Routing traffic via loadbalancer: Just confirming, if this is the preferred way to send outbound traffic to carrier via loadbalancer (kamailio):

  1. Term use outbound proxy
  2. Term force outbound proxy
  3. Term proxy transport protocol*
  4. Term outbound proxy: Out lb IP address

In Regis-server.conf, do we need to set slave-read-only no

Based on the setup below:

  • 1x Master Routing Database server and 3x Slaves Routing DB (currently read-only)
  • 1x Master CDR Database server and 2x Slaves CDR DB (currently read-only)
  • 2x Yeti-Management servers (POP Id = 4 and 5) + 2x Master Redis-server
    routing { .... failover_to_slave = true ...}
    CDR { ...... failover_to_slave = false ... failover_requeue = true}
  • 4x Sems servers (Sems) + 4x Slave Redis-Server (read-only)
    2x sems connected to POP 4 and 2x Sems connected to POP 5
  • 2x Lb server (Kamailio)
    dispatcher.list = 4x Sems Nodes
  • 1x WebUI server

We did failover testing and this what we have found below:

  1. Turned off Routing Master Database, We loose connection to Web Interface
  2. Turned off CDR Master Database, CDR gets queued in sems but yeti-cdr-billing and yeti-delay-job services are stopped and is required to be manually restarted once cdr master db is resumed
  3. Turned off 1x Redis-Server Master, 2x SEM unable to SIP Register but since loadbalancer has all 4x sems, it will return error 2 times before it re-registers via other 2x sems nodes
  4. Turn off POP4, 2x SEMS of POP4, Inbound, Outbound, Routing and CDR works expect inbound calls to the gateway with Dynamin AoR
  5. Turn off POP 4 and 5, all 4x SEMS - Inbound, Outbound, routing and cdr all working

It is good to see SEMS working even after stopping 2xYeti-Managements as expected.

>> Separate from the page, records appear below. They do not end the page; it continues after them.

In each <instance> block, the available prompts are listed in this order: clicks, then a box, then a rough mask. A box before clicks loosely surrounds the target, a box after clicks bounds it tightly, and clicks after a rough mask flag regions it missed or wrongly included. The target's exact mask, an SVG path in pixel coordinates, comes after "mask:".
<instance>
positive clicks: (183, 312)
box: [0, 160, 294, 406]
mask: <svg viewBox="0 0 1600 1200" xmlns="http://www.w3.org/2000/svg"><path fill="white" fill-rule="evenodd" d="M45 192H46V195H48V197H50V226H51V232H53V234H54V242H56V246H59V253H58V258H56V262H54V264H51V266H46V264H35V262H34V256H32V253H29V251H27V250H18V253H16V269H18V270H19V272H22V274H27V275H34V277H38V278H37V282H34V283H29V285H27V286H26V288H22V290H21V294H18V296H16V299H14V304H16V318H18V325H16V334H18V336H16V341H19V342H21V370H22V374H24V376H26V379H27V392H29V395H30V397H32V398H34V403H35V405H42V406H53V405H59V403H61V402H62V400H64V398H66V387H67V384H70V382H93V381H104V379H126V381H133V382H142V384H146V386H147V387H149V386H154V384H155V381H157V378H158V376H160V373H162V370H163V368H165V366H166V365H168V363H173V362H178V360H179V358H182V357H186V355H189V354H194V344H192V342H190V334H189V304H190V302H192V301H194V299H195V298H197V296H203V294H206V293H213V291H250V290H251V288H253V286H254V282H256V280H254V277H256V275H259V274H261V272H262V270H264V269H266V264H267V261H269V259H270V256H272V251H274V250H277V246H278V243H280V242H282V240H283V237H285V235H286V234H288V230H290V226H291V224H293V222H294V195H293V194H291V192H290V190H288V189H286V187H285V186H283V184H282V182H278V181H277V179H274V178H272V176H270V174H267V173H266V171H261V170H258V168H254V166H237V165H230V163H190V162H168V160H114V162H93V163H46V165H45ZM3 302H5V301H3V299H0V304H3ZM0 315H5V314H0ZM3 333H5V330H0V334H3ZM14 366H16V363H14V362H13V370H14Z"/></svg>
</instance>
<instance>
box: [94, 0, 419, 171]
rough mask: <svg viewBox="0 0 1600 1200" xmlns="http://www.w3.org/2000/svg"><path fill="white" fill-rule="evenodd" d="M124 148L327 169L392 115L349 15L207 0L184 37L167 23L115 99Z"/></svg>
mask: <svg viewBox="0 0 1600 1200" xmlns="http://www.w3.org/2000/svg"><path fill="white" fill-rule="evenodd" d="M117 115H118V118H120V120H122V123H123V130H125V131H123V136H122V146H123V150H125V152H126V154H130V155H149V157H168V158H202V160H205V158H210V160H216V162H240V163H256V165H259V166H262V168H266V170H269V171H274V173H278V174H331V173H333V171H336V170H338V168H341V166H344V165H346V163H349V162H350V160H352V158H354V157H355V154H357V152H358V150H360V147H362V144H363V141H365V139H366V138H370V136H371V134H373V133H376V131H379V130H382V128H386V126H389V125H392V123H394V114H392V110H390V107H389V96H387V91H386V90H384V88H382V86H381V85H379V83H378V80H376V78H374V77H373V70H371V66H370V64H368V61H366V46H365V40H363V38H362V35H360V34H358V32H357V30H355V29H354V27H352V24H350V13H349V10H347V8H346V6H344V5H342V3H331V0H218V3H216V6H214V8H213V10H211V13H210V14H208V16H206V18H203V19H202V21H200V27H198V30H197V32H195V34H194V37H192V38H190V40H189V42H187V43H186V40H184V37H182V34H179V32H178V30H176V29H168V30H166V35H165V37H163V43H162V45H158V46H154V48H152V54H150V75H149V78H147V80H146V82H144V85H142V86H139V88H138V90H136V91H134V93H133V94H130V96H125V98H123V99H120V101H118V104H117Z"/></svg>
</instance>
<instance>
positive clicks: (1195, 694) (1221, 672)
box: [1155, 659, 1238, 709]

Although, the probability of 1,2, and 3 happening at the same time is relatively low, but is there any fail over for the web interface when the master routing db is unavailable in read-only mode?

We appreciate your support and thanks in advance :slight_smile:

You should have only one master + multiple slaves

is there any fail over for the web interface when the master routing db is unavailable in read-only mode?

no. Yeti designed to continue call routing as long as possible during unavailability of some components. However functionality like web interface can be limited during such problems. You can automate master database recovery and reconnect web to new master, but this is just DBA tasks.

We had it that way initially, but the challenge we had was when we have network outage between two zones, where one zone was operational and other zone wasn’t and the loadbalancer wasn’t able to detect this failure and kept sending SIP REGISTER to SEMS nodes that were not able to reach Master redis-server and therefore, returning 500 Internal Server error. It would be ideal, if there was Best Practice document on distributed setup that is tested well. (I’m happy to contribute if required)

Hello Rabbani & Dmitry
So please, what would you advise as a best practice for setting up a distributed architecture that scales horizontally?

Say the use case is to have a SIGNALING-ONLY node that is able to handle say 500k concurrent calls (for the sake of numbers). Media would be bypassed. What distributed architecture setup might take such a capacity, SCALING HORIZONTALLY? Any ideas?

500k cc system is not something that can be explained in documentation. Expain your use case in private message.